AMCS Validator
Evaluates composed artifacts (lyrics, style, producer notes) against the blueprint's scoring rubric to determine if the composition meets quality thresholds. If scores fall below the threshold (min_total < 0.85), the workflow transitions to the FIX loop.
When to Use
Invoke this skill after COMPOSE completes.

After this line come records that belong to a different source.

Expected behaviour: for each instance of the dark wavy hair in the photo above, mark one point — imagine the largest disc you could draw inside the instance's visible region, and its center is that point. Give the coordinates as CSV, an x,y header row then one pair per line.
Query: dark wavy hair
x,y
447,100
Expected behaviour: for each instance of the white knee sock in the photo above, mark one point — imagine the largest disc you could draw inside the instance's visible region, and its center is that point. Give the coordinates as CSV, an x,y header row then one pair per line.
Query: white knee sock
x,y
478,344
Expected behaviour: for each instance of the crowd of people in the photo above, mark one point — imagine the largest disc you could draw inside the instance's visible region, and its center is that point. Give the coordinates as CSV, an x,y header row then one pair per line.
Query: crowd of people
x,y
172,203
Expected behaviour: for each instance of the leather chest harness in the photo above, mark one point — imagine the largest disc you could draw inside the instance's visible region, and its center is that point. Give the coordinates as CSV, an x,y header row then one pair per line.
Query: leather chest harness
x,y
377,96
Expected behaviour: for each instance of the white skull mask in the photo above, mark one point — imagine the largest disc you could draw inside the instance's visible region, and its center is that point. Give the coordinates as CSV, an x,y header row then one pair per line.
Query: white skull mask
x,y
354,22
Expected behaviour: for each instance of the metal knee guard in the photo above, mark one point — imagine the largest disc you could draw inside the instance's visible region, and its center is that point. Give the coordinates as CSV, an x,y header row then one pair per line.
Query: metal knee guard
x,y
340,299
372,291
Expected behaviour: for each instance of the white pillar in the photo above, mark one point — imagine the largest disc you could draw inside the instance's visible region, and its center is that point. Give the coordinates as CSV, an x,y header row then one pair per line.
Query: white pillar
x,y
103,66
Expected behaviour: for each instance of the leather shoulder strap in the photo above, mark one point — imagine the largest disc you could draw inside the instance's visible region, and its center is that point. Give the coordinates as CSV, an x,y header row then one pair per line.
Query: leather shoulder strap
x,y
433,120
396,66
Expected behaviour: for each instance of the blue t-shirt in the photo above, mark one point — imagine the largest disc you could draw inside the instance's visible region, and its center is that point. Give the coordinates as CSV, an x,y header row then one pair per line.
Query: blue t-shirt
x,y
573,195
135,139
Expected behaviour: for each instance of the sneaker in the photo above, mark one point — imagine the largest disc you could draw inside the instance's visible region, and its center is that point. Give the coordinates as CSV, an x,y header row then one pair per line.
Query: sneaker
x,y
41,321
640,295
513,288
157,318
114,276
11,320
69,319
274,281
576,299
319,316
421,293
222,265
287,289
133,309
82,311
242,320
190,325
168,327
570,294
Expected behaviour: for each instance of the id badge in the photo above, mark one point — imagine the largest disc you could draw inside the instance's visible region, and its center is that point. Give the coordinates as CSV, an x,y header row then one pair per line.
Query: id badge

This is the quality gate before RENDER.
Input Contract
inputs:
- name: lyrics
type: string
required: true
description: Complete lyrics with section markers
- name: style
type: amcs://schemas/style-1.0.json
required: true
description: Validated style specification
- name: producer_notes
type: amcs://schemas/producer-notes-1.0.json
required: true
description: Production arrangement and mix guidance
- name: blueprint
type: amcs://schemas/blueprint-1.0.json
required: true
description: Genre-specific rules and scoring rubric
- name: composed_prompt
type: amcs://schemas/composed-prompt-0.2.json
required: false
description: Optional composed prompt for additional validation
- name: seed
type: integer
required: true
description: Determinism seed (use seed+5 for this node)
Output Contract
outputs:
- name: scores
type: object
description: |
Scoring breakdown:
- total: Weighted average score (0-1)
- hook_density: Hook repetition score (0-1, target ≥ 0.7)
- singability: Syllable/meter consistency (0-1, target ≥ 0.8)
- rhyme_tightness: Rhyme scheme adherence (0-1, target ≥ 0.75)
- section_completeness: Required sections present (0-1, target 1.0)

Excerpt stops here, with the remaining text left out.